Rev. is so brilliant because Adam does fall completely apart. He crosses the threshold of lost control. In fact he dances across it.
In the second to last episode of the series (which should be mandatory viewing in seminary), Adam’s life is rapidly unraveling. The church is doomed to close. Adam has kissed a woman on his staff. His marriage is just barely recovering from the fall out. So Adam does what a lot of us do when the air of our lives is too thick to breathe: he takes a long walk holding a cross. And he ends up on a hill. And he starts to sing and dance.
I wish I could tell you that Adam sings and dances to a theologically profound hymn. But, instead he starts to belt out one of the goofiest church songs ever: “Lord of the Dance”. At first he looks awkward, just sort of singing and bouncing by himself. But after a moment or two, God joins him.

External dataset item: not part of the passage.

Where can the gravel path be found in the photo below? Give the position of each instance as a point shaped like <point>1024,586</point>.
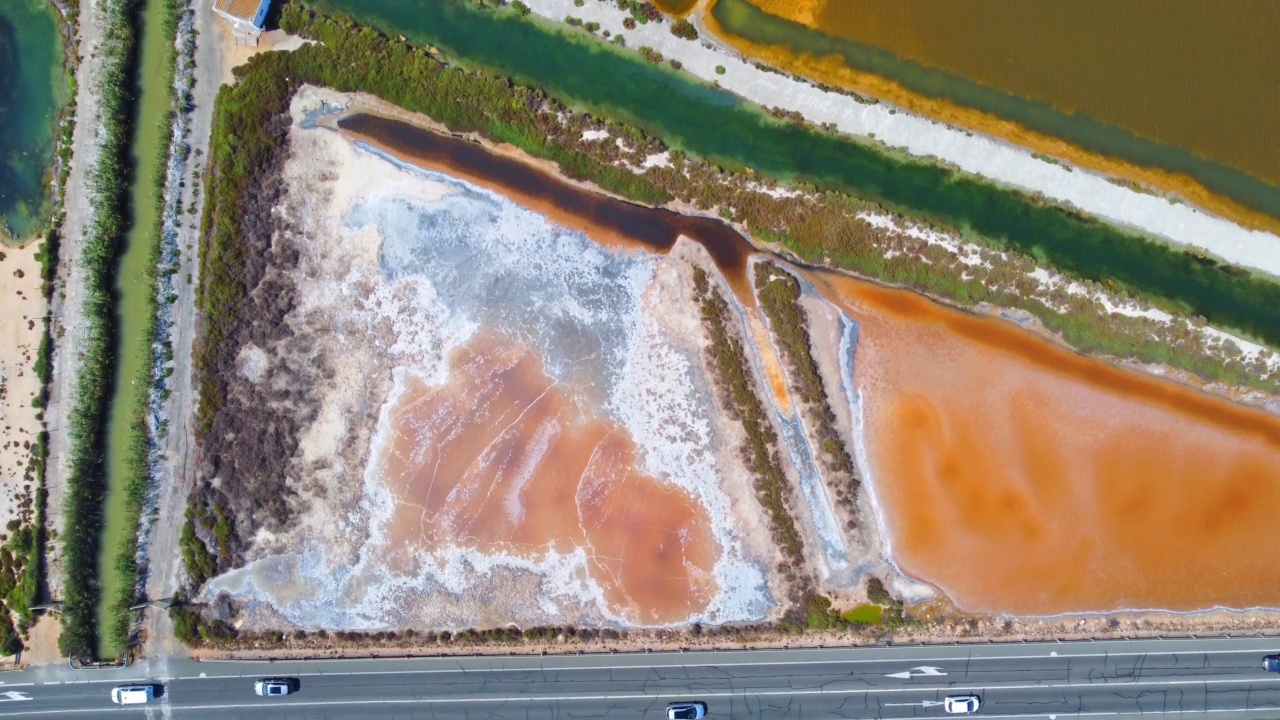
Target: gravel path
<point>68,302</point>
<point>179,454</point>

According to the writers of Rev., God is a joyful Liam Neesen, dressed in a mismatched track suit, holding what appears to be a morning beer. Let the record show, I’m on board with that idea. And when God sees Adam singing and dancing, God joins right in.
This scene in Rev. provides the opportunity for some of our scariest questions to be answered. Will God really continue to love us if we admit that we cannot keep our lives together? Will God abandon those who give up on His church? Will He always be with us? Even me?
Yes, it turns out. The answer is always yes.
Dance, then, wherever you may be,
I am the Lord of the dance, said he,
And I’ll lead you all, wherever you may be,
And I’ll lead you all in the dance, said he.